ONNX Tutorial: filter.dim32(i + 2) == kernel_[i]

Pavel-Akapian commented 7 years ago

Hello! We're trying to replicate PyTorch ONNX Super-Resolution Tutorial . Conversion seems to work OK. But when deploying model to iOS an error occurs (on predictor->run):

[MC] Reading from public effective user settings. 
libc++abi.dylib: terminating with uncaught exception of type caffe2::EnforceNotMet: [enforce fail at conv_op_impl.h:37] filter.dim32(i + 2) == kernel_[i].  Error from operator:  
input: "9" input: "1" output: "11" name: "" type: "Conv" arg { name: "kernels" ints: 5 ints: 5 } arg { name: "strides" ints: 1 ints: 1 } arg { name: "pads" ints: 2 ints: 2 ints: 2 ints: 2 } arg { name: "dilations" ints: 1 ints: 1 } arg { name: "group" i: 1 }

We can run original caffe2 models on device. When we compared manually written caffe2 models and the model made by conversion tool, we noticed conversion tool adds (maybe it could help to fix this issue?):

device_option {
  device_type: 0
  cuda_gpu_id: 0
}

Also this problem replicates on more simple examples.

prigoyal commented 7 years ago

@Pavel-Akapian thank you for trying out the tutorial. To be able to help further, I need some information on how you are running the model.

can you describe what super-resolution model version are you using? The tutorial highlights 1) a small model that is also available in pytorch examples and 2) the SRResNet model

what image processing did you use if any at all? what is the image input dimension to the model?
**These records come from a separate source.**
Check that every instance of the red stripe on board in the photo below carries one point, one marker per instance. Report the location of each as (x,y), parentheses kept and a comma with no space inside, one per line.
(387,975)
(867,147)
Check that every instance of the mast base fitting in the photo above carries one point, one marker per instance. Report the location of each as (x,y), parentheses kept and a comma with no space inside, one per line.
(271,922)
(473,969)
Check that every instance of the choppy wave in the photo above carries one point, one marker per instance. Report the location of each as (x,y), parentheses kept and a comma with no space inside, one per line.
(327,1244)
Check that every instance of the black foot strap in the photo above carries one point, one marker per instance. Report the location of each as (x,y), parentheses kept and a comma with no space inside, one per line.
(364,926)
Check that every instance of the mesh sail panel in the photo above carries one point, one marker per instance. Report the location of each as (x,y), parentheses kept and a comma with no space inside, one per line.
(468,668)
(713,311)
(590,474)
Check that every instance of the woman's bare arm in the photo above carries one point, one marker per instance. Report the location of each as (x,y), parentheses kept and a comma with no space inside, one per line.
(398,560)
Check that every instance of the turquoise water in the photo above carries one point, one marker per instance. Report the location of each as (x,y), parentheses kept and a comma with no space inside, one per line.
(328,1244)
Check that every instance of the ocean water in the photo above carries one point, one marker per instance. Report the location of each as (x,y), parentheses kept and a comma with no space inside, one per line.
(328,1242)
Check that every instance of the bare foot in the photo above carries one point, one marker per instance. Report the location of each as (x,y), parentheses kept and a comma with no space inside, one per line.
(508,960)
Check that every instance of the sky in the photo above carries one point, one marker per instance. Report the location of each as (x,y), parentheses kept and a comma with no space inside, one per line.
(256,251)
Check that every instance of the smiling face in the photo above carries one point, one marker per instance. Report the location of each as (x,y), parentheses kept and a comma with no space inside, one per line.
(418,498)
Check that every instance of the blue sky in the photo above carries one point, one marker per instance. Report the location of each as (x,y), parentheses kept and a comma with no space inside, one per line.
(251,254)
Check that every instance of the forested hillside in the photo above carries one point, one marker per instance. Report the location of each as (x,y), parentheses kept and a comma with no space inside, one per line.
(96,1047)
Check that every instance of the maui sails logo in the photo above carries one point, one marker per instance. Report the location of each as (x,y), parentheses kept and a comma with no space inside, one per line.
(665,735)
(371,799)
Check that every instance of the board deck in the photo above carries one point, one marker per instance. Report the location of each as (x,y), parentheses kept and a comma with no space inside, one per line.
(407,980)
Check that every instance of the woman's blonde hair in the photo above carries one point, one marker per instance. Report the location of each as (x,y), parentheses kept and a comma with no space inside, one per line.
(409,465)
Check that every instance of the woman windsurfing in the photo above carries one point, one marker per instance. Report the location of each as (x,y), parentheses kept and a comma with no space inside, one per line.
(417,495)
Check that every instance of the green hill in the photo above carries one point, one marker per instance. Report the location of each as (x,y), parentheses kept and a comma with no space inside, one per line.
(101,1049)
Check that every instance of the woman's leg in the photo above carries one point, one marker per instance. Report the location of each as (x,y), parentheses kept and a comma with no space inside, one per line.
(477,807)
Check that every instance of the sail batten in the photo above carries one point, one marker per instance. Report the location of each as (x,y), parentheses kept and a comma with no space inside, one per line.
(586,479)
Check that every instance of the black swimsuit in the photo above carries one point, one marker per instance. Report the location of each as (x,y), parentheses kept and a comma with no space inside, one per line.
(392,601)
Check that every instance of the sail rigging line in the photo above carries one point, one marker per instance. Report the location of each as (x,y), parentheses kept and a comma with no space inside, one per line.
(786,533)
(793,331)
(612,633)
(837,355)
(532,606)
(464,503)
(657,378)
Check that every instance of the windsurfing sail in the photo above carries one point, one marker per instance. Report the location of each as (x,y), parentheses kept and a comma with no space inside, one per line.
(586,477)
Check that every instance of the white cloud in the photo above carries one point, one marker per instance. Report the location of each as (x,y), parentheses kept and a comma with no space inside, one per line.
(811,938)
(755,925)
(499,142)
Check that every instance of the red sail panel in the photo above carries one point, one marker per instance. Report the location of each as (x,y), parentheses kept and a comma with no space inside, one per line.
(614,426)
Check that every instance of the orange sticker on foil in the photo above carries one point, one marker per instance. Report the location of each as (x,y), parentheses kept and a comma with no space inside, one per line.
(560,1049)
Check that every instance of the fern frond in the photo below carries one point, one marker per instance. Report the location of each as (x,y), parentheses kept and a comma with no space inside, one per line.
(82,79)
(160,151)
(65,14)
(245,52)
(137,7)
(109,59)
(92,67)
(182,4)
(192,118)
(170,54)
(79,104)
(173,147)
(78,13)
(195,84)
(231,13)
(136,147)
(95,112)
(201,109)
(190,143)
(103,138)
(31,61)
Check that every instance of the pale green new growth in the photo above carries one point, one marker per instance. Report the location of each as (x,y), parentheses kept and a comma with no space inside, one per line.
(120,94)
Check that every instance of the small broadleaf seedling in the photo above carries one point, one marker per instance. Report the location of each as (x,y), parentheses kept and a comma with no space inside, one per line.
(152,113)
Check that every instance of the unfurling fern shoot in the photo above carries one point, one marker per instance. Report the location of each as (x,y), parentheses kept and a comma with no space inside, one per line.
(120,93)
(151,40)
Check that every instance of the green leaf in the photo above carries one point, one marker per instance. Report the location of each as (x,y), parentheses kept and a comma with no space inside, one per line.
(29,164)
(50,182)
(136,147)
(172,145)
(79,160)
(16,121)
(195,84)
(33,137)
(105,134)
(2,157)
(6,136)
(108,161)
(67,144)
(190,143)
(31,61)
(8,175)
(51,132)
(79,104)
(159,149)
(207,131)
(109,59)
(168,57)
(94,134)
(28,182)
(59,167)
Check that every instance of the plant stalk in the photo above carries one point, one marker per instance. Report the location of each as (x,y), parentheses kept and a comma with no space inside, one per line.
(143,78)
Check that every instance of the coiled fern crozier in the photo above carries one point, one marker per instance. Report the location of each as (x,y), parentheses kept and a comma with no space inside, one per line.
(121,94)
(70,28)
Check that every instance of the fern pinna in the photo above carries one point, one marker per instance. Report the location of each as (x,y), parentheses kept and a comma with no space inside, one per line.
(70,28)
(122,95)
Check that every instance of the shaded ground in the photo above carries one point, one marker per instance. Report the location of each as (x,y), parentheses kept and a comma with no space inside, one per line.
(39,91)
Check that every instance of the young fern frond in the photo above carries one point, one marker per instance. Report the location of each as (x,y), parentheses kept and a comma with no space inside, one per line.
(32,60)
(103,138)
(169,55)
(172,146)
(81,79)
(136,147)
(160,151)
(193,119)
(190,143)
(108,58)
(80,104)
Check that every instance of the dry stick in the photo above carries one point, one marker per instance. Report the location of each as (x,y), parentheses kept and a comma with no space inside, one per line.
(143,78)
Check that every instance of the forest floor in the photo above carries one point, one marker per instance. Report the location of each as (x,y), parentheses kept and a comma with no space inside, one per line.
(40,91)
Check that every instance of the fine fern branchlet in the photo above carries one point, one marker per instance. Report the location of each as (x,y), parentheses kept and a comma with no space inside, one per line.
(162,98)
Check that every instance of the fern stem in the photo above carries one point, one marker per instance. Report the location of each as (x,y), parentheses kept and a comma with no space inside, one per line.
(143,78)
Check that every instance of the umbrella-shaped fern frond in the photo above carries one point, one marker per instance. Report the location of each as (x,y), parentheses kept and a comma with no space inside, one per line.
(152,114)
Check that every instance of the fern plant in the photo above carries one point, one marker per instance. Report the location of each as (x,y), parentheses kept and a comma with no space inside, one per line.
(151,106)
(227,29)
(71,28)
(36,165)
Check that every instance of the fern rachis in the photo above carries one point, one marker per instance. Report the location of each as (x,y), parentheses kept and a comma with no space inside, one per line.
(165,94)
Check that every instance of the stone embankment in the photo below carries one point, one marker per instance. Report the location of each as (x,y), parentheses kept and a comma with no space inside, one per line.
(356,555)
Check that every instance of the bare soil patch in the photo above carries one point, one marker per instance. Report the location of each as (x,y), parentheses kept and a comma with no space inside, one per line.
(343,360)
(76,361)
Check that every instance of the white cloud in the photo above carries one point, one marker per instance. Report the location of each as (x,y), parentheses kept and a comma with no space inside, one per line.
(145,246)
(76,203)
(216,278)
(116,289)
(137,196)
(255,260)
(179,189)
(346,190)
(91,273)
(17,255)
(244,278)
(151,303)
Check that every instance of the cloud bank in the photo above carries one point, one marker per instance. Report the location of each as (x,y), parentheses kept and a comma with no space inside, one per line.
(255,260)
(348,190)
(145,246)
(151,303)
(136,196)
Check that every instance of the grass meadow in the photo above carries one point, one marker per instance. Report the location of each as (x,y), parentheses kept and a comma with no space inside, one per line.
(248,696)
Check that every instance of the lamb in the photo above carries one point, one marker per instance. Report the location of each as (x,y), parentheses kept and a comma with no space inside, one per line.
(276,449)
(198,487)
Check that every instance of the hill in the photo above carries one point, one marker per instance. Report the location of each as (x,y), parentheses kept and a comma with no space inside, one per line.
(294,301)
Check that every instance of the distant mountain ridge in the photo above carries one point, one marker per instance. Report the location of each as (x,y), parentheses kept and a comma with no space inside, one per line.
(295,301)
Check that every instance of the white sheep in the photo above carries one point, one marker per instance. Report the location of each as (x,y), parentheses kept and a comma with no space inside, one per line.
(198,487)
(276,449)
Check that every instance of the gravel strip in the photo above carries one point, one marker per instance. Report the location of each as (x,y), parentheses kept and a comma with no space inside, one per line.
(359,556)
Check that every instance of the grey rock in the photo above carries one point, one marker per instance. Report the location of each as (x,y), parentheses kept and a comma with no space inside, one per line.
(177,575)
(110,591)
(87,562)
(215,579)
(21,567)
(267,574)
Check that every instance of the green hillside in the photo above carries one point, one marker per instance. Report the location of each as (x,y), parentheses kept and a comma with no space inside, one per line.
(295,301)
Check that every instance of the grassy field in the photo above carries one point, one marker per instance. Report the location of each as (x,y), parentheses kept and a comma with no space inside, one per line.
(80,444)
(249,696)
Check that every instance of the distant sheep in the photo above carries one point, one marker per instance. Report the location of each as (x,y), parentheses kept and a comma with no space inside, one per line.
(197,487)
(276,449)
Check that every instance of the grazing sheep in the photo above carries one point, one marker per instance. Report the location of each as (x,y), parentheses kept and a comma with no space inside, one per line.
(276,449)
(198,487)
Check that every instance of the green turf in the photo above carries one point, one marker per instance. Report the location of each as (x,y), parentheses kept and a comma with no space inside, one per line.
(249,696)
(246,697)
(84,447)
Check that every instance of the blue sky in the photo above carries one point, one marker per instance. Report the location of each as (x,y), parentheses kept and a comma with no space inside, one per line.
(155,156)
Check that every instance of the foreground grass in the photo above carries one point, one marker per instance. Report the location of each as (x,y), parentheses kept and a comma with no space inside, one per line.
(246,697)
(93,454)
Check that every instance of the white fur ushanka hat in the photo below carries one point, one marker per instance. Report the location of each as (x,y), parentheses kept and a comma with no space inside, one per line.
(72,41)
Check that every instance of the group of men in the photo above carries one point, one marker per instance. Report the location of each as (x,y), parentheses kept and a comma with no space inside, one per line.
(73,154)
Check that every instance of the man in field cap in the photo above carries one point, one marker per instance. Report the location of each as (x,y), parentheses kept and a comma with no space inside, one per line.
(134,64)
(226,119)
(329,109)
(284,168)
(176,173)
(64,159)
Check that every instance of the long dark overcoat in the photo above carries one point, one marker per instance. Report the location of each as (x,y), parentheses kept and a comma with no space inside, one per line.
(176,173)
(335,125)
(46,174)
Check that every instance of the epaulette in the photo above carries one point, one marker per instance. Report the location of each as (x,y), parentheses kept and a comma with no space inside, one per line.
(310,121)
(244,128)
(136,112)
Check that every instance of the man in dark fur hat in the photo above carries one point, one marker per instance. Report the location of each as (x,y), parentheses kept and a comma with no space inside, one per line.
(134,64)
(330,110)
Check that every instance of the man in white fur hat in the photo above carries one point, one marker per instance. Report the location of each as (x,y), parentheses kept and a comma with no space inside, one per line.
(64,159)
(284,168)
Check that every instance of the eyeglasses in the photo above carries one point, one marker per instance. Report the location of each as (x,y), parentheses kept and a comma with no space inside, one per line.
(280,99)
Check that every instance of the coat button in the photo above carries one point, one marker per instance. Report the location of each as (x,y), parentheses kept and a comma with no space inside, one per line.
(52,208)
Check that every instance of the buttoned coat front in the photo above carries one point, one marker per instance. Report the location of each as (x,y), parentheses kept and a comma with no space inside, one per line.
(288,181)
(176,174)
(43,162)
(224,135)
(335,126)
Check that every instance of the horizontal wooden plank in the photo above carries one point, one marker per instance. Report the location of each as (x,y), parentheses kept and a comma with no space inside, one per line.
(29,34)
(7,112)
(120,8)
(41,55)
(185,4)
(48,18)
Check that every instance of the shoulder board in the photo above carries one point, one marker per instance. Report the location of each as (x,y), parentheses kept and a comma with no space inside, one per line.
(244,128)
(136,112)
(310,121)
The error seems to indicate that the input data is not what the model is expecting. Have you been able to successfully run the tutorial part until the mobile execution using pdb? That would be the first step to get right.

Pavel-Akapian commented 7 years ago

@prigoyal thank you for quick reply. I experiment with the model below:

class SuperResolutionNet(nn.Module):
    def __init__(self, upscale_factor, inplace=False):
        super(SuperResolutionNet, self).__init__()

        self.relu = nn.ReLU(inplace=inplace)
        self.conv1 = nn.Conv2d(1, 64, (5, 5), (1, 1), (2, 2))
        self.conv2 = nn.Conv2d(64, 64, (3, 3), (1, 1), (1, 1))
        self.conv3 = nn.Conv2d(64, 32, (3, 3), (1, 1), (1, 1))
        self.conv4 = nn.Conv2d(32, upscale_factor ** 2, (3, 3), (1, 1), (1, 1))
        self.pixel_shuffle = nn.PixelShuffle(upscale_factor)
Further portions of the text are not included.